İstanbul takımlarının stadlarını yeniden inşa eden Erdoğan'ı, stad açılışlarında İstanbul seyircisi yuhaladı. Trabzon'un stad açılışında ise bizim seyircimiz Erdoğanı bağrına bastı.
Önce İstanbul dışladı, şimdi biz dışlıyoruz!
Sebep gerçekte ne?
GS: bir 'lions club' tür. Lions Clüb'ler Yahudilere ait. Bugün ki başkanı Koç ailesinin damadıdır! GS kulüp ve köken olarak Yahudilere aittir.
BJK: Beko Berhardt Koç'undur. Koç ailesi Haham Haim Nahun'un torunlarıdır. Vehbi Koç Heim Nahun'un oğludur. BJK Beko'nun malıdır!
FB: Fener-Rum patrikhanesinin kulübüdür. Fenerium mağazalarının geliri Fener Rum patrikhanesine gider. Fenerium ismi Fener Rum isminin yutturulmuş biçimidir. Şimdiki Başkanı Ali Koç, Yani bir Yahudi!
Toplumsal kaos olaylarında futbol taraftarlarını yönlendirecek komutayı Yahudi daima elinde tutar. Erdoğan stadlarını yaptırmasına rağmen yuhalanmasını özel bir komite üstlendi. Bu komite koç ailesine bağlı! Bu sadece futbolda değil, film sektöründe de böyle. Ofli hoca film serisinin finansörü Koç ailesidir!
Erdoğan, bu yapıyı kırmak için ilk önce Trabzon Şenol Güneş stadının açılışına, Barcelona kulübünün sahibi Katar Emirini alarak geldi. Şehri ona tanıttı, turistik yatırımların yanı sıra Trabzonsporu bir Barcelona kulübü gibi önder kulüp yapması için ricada bulundu. Katar Emiri kabul etti ve Trabzonsporun %50 hissesine yüksek bir fiyatla talip oldu. Çok ünlü futbolcuları Trabzona getirmeyi ve yenilmez armada olmayı vaad etti. Barcelona kulübü ile ortak çalışma ve yardımlaşma konularını da kendisinin çözeceği garantisini verdi.

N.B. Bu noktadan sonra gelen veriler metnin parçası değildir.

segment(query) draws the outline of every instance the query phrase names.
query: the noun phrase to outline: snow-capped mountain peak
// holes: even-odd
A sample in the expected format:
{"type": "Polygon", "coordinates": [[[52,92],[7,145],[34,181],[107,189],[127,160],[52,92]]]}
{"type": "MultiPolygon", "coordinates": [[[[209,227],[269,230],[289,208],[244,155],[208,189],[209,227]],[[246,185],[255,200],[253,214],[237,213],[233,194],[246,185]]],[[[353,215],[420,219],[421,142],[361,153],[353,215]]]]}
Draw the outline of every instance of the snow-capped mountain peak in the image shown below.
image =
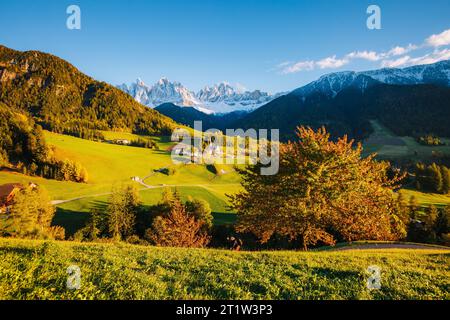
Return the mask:
{"type": "Polygon", "coordinates": [[[203,101],[217,102],[226,100],[236,94],[239,94],[239,92],[234,87],[227,82],[221,82],[212,87],[206,86],[197,92],[196,96],[203,101]]]}
{"type": "Polygon", "coordinates": [[[171,102],[183,106],[198,104],[195,94],[179,82],[171,82],[167,78],[159,79],[153,86],[148,86],[141,78],[131,85],[120,85],[119,89],[131,95],[136,101],[149,107],[171,102]]]}
{"type": "Polygon", "coordinates": [[[228,113],[233,111],[250,111],[280,96],[270,95],[260,90],[242,91],[228,82],[205,86],[194,93],[180,82],[171,82],[163,77],[153,86],[147,86],[140,78],[131,85],[120,85],[119,89],[130,94],[136,101],[149,107],[163,103],[189,106],[205,113],[228,113]]]}
{"type": "Polygon", "coordinates": [[[292,93],[303,98],[312,93],[334,97],[348,87],[365,90],[368,86],[380,82],[394,85],[437,84],[450,86],[450,60],[404,69],[383,68],[363,72],[330,73],[292,93]]]}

Katar Ulusal Bankası QNB ye talimat verdi, QNB Trabzonspora 7.5 milyon doları bir hafta içinde ödedi. Trabzonspor’un sponsoru oldu.
Ama Katar Emirini Özkan Sümer önderliğindeki solcu gurup istemedi. Katar daha cazip teklifler sundu, istemediler. Bu sorunu çözmek için Erdoğan Rizeden dönerken bakanları ile Türkiye tarihinde bir ilk olarak "Devlet adına" Trabzonsporu ziyaret etti. Burada Trabzonspora adeta yalvardı. Şenol Güneş bu görüşmelerde vardı ve iç meseleyi biliyor. Ama içerideki "istemezuk'çi kanat galip geldi. Ve Katarın parasını Trabzonspor reddetti!

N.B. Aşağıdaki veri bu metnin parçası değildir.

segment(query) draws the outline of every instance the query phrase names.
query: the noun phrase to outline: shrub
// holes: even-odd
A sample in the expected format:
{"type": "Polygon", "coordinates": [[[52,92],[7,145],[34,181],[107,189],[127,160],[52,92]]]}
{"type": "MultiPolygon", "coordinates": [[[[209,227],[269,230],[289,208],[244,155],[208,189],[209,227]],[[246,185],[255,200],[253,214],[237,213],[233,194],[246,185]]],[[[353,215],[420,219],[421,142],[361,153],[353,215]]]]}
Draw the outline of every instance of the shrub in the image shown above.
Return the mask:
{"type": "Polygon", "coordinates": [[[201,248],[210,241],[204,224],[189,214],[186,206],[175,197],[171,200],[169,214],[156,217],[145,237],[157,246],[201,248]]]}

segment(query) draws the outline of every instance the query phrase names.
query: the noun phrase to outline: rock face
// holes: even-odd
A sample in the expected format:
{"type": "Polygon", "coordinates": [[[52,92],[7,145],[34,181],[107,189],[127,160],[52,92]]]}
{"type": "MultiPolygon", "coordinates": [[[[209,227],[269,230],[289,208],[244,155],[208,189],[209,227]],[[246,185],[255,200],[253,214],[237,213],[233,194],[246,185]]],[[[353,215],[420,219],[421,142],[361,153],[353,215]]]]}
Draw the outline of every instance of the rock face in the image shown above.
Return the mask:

Erdoğan; Trabzonun kendine gösterdiği samimiyet ve vefaya karşılık vererek bizi Yahudi oluşumunun karşısına güçlü bir takım olarak dikmek istedi. Destekledi ve önce finansal sorunu çözmeye gayret etti, Biz istemedik.

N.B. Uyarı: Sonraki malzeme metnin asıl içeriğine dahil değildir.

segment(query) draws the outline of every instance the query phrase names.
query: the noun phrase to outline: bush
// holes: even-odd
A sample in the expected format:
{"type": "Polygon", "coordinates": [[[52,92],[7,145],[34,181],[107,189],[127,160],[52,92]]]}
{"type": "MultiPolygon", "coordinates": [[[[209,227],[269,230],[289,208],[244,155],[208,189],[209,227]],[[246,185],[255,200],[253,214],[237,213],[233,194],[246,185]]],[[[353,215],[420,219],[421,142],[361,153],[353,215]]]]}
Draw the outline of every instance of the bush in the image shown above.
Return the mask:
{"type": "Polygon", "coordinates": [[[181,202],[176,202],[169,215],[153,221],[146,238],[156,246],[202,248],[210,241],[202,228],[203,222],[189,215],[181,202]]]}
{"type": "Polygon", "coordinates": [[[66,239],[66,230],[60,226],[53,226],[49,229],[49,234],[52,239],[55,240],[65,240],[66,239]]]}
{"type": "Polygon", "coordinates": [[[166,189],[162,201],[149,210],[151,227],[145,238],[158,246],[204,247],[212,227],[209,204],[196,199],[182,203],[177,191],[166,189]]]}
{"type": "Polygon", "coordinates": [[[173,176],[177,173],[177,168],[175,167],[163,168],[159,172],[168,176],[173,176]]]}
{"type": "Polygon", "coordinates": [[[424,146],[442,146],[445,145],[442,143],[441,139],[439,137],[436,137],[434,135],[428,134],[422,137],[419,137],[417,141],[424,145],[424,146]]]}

Siz bilirsiniz diyerek, yinede Trabzonsporu damatları Berat Albayrak, Selçuk Bayraktar ile başbaşa bırakıp çekildi. Bugün Erdoğanın bütün çocukları ve torunları fanatik Trabzonsporludur.
İstanbul Yahudi oluşumuna karşı mücadelesine kararlılık ile devam etti. Trabzonun reddine karşılık, Katar Emirine kendisinin kurduğu Başakşehir Kulübünü önerdi. Katar emiri kabul etti. Hisselerini bir ay içinde satın aldı. Barcelonanın da sponsoru olan Güçlü Sponsor firmaları devreye soktu. Robinho'yu da kendisi parasını ödeyip Başakşehire hediye etti.
Başaksehirli futbolculara İstanbul takımları cazip teklifler sunsa da hiç bir futbolcusu takımı bırakıp gitmedi. Kimse Başakşehirden bir kıl dahi koparamadı. Başakşehir Gittikçe güçlendi.
Şahsi görüşüm gelecek yıllarda daha çok şampiyonluklar görecekler ve çok ünlü futbolcular transfer edecekler.
Finansal yönden Katar emiri sayesinde hiç bir problemleri kalmadı. Seyircileri olmamasına rağmen borç diye bir sıkıntıları yok. Ödemeler tıkır tıkır!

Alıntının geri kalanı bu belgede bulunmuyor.